One might of course suspect foul play, but if that was the case, there'd be hints. Either supposedly contemporary documents actually post dating it, or incongruous passages in various documents that only make sense if something is missing. Neither is the case. The most that has been found has been a halfway panicky plan for a pre emptive attack in May 1941, when German deployments along the border were becoming increasingly impossible to miss.
Meanwhile, Soviet deployments did, contrary to often heard claims, not particularly match an offensive plan. Or a defensive one. Or any plan at all, really. Their rather haphazard deployment was, in fact, awful for all situations, and likely pushed by administrative rather than operational needs.

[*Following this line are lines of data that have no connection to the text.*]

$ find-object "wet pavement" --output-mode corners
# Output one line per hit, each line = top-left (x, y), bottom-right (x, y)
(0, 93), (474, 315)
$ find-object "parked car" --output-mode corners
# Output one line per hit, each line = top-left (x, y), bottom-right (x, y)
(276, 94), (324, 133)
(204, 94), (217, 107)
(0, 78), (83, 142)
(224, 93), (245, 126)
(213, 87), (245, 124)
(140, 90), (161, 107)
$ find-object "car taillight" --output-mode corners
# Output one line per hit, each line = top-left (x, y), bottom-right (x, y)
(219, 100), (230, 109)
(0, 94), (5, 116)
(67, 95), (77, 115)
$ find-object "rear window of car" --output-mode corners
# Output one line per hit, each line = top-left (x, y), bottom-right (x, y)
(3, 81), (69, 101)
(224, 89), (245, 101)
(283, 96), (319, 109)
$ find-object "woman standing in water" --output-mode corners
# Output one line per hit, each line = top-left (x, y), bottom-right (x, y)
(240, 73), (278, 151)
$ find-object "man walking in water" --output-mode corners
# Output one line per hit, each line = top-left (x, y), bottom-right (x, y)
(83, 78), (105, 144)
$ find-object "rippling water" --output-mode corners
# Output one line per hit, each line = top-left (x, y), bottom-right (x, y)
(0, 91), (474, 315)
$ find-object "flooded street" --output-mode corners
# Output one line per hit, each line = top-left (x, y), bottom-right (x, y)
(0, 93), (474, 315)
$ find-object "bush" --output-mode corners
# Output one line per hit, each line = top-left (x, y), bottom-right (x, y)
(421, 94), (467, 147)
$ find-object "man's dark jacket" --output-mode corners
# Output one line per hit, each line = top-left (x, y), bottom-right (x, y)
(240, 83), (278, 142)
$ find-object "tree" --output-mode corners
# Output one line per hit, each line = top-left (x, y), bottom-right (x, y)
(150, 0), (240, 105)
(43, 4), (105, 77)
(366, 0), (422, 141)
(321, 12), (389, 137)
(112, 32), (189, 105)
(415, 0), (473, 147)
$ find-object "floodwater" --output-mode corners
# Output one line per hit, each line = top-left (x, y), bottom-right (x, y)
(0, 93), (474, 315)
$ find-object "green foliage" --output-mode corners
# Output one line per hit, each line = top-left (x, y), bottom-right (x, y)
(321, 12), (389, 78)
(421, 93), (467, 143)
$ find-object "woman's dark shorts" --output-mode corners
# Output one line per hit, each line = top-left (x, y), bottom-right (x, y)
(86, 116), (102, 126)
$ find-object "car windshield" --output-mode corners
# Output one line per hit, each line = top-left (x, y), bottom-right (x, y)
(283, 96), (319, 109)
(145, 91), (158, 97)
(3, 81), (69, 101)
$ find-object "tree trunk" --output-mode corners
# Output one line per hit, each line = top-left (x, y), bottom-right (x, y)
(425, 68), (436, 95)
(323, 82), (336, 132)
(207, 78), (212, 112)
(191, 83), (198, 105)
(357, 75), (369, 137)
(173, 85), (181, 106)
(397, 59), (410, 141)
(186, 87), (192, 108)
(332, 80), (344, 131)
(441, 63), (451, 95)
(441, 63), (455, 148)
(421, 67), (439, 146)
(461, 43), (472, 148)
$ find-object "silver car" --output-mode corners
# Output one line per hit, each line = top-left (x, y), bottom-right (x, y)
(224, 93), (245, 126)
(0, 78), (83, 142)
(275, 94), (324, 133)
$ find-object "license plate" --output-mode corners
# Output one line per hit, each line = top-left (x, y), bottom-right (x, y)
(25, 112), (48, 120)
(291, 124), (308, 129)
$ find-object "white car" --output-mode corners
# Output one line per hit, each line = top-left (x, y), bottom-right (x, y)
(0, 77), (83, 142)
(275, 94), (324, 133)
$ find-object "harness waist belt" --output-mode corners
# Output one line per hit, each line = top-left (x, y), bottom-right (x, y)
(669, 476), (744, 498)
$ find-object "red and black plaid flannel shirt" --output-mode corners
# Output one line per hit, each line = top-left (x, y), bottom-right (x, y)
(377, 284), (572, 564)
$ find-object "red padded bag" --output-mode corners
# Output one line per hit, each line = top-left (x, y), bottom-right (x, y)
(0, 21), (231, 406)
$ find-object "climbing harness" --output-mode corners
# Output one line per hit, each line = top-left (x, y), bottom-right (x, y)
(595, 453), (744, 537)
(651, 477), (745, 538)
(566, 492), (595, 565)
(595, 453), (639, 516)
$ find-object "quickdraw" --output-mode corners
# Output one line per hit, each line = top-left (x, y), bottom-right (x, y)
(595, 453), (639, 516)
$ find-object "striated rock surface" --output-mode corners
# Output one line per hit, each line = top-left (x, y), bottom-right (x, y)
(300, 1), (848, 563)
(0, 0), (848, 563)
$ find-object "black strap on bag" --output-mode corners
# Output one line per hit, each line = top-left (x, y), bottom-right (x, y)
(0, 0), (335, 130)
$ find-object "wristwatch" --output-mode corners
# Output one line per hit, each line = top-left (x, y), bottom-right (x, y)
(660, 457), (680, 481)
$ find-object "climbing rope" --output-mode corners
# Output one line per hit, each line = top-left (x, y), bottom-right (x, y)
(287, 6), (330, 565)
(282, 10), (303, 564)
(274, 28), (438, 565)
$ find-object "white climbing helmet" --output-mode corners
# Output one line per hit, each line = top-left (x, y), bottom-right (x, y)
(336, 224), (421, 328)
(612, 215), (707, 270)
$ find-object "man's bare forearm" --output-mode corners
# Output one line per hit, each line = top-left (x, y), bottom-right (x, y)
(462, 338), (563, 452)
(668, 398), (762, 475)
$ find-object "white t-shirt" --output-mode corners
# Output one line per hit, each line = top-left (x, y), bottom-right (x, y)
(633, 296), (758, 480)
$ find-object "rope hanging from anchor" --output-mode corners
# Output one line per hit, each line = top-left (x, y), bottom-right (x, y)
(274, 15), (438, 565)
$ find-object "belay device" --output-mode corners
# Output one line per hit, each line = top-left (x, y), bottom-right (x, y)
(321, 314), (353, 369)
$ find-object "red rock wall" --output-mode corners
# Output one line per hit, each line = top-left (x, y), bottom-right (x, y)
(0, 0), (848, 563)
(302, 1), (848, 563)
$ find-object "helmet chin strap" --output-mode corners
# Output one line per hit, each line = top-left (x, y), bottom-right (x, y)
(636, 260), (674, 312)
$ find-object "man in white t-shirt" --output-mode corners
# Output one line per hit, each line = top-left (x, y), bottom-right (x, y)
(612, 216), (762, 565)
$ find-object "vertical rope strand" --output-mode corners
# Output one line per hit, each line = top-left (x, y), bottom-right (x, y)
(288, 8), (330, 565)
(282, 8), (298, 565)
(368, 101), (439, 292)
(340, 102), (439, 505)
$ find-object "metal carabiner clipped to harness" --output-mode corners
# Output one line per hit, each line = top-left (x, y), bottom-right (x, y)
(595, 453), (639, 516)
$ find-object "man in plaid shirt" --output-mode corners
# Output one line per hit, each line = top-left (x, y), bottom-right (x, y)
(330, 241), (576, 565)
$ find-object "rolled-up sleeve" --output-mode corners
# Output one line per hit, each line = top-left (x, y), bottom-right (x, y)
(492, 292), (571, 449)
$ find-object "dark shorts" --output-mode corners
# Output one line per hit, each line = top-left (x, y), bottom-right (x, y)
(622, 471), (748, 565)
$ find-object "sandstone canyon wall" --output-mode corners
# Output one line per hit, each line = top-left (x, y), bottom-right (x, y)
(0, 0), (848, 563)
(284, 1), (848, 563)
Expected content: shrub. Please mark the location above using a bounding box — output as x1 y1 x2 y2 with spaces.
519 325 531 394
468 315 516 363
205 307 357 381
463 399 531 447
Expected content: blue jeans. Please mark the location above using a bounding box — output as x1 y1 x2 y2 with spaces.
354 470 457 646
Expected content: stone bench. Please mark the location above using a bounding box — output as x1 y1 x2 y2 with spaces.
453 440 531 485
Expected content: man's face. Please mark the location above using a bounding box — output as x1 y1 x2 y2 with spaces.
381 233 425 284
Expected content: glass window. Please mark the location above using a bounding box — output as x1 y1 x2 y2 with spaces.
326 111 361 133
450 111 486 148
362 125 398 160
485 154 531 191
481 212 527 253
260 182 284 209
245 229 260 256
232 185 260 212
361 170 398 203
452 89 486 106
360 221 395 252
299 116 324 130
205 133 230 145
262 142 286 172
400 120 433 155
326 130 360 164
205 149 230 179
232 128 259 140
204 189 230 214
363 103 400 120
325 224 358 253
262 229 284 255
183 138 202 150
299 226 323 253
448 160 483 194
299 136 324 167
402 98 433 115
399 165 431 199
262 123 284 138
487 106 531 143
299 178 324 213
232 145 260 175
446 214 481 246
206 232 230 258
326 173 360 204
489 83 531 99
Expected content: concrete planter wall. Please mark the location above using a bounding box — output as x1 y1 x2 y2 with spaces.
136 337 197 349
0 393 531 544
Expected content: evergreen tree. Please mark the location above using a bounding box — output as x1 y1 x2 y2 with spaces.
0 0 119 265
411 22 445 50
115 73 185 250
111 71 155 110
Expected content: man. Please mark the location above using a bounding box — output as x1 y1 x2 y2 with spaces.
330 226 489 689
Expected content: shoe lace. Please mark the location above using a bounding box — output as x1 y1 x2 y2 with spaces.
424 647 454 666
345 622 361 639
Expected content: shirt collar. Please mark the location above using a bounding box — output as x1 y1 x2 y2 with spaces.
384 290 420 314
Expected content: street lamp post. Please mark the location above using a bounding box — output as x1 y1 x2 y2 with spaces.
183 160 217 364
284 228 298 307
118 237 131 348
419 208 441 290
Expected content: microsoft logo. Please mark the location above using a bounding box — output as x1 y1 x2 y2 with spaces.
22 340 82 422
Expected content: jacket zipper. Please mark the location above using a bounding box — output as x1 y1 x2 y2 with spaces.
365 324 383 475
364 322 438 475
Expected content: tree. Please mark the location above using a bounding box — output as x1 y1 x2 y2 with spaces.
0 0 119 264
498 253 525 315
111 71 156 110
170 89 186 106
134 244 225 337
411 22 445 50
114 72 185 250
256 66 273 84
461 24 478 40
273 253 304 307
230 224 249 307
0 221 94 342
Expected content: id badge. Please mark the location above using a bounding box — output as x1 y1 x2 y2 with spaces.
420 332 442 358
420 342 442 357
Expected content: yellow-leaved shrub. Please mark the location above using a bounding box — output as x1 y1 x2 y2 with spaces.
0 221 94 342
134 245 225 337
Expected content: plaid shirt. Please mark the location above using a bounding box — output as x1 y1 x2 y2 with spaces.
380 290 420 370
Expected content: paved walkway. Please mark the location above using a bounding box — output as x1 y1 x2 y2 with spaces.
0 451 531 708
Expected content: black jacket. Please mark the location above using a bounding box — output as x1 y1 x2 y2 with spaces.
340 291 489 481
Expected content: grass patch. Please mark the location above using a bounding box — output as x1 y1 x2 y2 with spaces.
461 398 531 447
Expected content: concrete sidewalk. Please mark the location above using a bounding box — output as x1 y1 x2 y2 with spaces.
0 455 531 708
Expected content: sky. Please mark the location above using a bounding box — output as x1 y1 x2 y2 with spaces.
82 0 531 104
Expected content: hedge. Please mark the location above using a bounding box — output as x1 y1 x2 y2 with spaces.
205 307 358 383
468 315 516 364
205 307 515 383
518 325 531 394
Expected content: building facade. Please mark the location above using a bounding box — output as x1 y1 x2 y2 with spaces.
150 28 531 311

The ones who did make up shit about the Soviet plans after the war were the German generals, who went all "The Soviets were going to invade us if we weren't going to strike first, ahhhhhh!" yet the actual contemporary German sources say the exact opposite. To quote Franz Halder: “After all, we cannot expect them to do us the favor of attacking."
Needless to say, his claims after the war diverged substantially from his diary entries during it.
Stalin did, of course, wish to expand. That's why he allied with Hitler to invade Poland, annex the Baltic States, invade Finland and get a slice off Romania. During the war he went after Bulgaria (German ally against Yugoslavia and Greece, but hadn't declared war on the USSR), and after the war, threatened Yugoslavia, Greece, Turkey and Iran (leading to stern American letters telling him to back off or else).
The crucial difference is that where Hitler liked rolling the dice on grand campaigns, Stalin wanted easily winnable wars. He was cautious and unwilling to roll the dice, instead arranging things so he'd have no way of losing, and never risking everything.
Where Hitler dreamt, Stalin was focused entirely on the achievable. As a result, there was no serious plan to invade Germany, and no way he'd have risked such a thing unless the western front looked like it did in December 1944, with Germany on the ropes and unable to refocus.
Also keep in mind the rather lopsided tooth to tail ratio of the red army. Without lend lease trucks and fuel, Soviet logistics simply weren't capable of supporting a sweeping offensive into Europe. A significant factor in Soviet strategic planning.
In a remarkable feat of irony, to get a Red Alert style Soviet invasion of Europe, you'd need Hitler in the Kremlin, and Ford to set up shop in the Donbas.